A hairstyle for any look
A hairstyle for any look

It’s the Little Black Dress of haircuts.

Dress it up, dress it down, accessorize it or just let it be. It actually does exist, and it may, in fact, exist on your very pate. It’s a graduated bob, but it hews modern — that is, longer. Less Victoria Beckham, more Gwyneth Paltrow.

Susan Ford, at Chicago’s Asha Salon and Spa, says a long bob that’s angled and stacked ever so slightly — shorter in back, collarbone-grazing in front — is the go-to cut for gals who want maximum versatility with minimal futzing.
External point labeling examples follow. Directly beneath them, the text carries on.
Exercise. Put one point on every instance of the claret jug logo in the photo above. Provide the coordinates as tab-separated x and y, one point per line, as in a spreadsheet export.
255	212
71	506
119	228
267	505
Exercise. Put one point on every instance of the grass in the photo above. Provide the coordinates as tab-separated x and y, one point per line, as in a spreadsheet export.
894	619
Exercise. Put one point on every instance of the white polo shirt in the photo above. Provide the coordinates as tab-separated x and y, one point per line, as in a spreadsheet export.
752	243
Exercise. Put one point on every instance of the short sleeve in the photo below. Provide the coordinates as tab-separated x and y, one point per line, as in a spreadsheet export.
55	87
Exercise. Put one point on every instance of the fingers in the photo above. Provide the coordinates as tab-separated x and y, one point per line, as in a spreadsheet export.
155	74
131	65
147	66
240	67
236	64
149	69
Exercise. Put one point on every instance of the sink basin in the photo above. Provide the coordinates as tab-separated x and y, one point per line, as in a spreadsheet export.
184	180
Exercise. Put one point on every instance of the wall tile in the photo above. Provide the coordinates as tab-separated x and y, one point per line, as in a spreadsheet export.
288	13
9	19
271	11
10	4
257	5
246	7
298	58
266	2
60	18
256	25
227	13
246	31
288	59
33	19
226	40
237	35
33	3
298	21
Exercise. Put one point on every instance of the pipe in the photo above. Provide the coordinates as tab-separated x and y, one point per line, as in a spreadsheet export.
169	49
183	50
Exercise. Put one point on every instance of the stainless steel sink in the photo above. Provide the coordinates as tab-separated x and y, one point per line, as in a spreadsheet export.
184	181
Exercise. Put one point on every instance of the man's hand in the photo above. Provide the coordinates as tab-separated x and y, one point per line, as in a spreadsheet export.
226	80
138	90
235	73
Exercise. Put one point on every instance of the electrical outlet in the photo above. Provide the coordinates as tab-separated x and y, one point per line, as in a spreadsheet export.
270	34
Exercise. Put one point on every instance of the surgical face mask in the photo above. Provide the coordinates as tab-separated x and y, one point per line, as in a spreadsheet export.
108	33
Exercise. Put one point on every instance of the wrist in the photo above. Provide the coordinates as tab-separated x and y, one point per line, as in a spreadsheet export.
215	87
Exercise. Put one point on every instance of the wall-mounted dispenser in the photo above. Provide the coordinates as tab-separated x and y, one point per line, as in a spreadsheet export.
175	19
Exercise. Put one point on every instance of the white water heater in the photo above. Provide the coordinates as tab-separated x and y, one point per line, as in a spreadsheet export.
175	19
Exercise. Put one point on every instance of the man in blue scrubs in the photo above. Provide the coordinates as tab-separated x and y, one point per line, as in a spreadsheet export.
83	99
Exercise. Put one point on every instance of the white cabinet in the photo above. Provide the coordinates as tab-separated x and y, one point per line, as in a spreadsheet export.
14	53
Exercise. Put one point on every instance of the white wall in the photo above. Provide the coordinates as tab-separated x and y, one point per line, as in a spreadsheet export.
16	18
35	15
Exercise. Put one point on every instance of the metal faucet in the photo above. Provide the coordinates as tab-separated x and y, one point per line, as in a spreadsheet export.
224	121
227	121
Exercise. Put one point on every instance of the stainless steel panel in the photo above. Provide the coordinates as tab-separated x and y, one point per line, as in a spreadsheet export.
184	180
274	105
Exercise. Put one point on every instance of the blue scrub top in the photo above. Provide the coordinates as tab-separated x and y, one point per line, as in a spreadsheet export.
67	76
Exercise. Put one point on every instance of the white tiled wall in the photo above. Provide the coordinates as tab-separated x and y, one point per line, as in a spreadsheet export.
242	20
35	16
“It’s classic, but chic,” Ford says.

The March issue of Vogue says the freshest look for hair is neither long nor short. It’s jaunty and healthy and touches the shoulders, but it also manages to look effortless. “It’s not supposed to be a haircut, it’s supposed to be a hair length,” stylist Ashley Javier tells the magazine. Vogue cites Sarah Jessica Parker, Kate Moss, Gisele Bundchen and, of course, Paltrow as just a few of the recent “hair length” adopters.

The cut has very few layers, although it requires a fair amount of texturizing, depending on your hair type. Ford took my formerly shoulder-length, multilayered ‘do and cut about 1 inches off the back and not quite an inch off the front — a gradual angling that she says flatters the neck and jawline. She cut wisps into the ends to add texture and keep it from looking too chunky and blended my bangs into the front of my hair with some longer layers.

From there, the styling possibilities are as limitless as that little black dress.

In a twirl

The steps: Ford applied a smoothing lotion (Aveda style-prep smoother) to my damp hair before taking large sections and twirling them into loose curls. To hold the curls in place, she applied mousse (Aveda phomollient) to her hands before twisting the sections.

If you’ve got an hour or so, it’s best to let this style air-dry, says Ford. “The less you touch curls, the better.” But we were on a schedule, so she broke out the diffuser and blow-dried my hair, gently scrunching the curls as she dried to give them bounce.

The result: A look that works equally well for work or a trip to the playground. After the initial twirling, it’s maintenance free. Ford didn’t even add hair spray. If your hair is naturally curly, this style tames and defrizzes the curls. If your hair is wavy or mostly straight, the mousse and the twisting will add some definition and bounce.

Red-carpet ready

The steps: Without rewetting my hair or adding any product, Ford blew out my curls with a round brush and a blow-dryer set on high. She then took large chunks of hair and wrapped them around a curling iron (rather than the traditional clamp-on-the-iron-and-twist motion) to create more of a hot-roller effect. “We’re working root to end,” she said. After curling each chunk, she pinned it to my head with a clip. When all sections were curled, she pulled out the pins and brushed out the curls for what she called an “Oscars, Hollywood-glam look.” She applied a small amount of style-prep smoother to the non-curly parts.

Simply straight

The steps: Again, no rewetting or new product, just a blow-dryer and a flat brush. After my hair was decidedly curl- and bounce-free, Ford flat-ironed sections for a smoother, edgier look.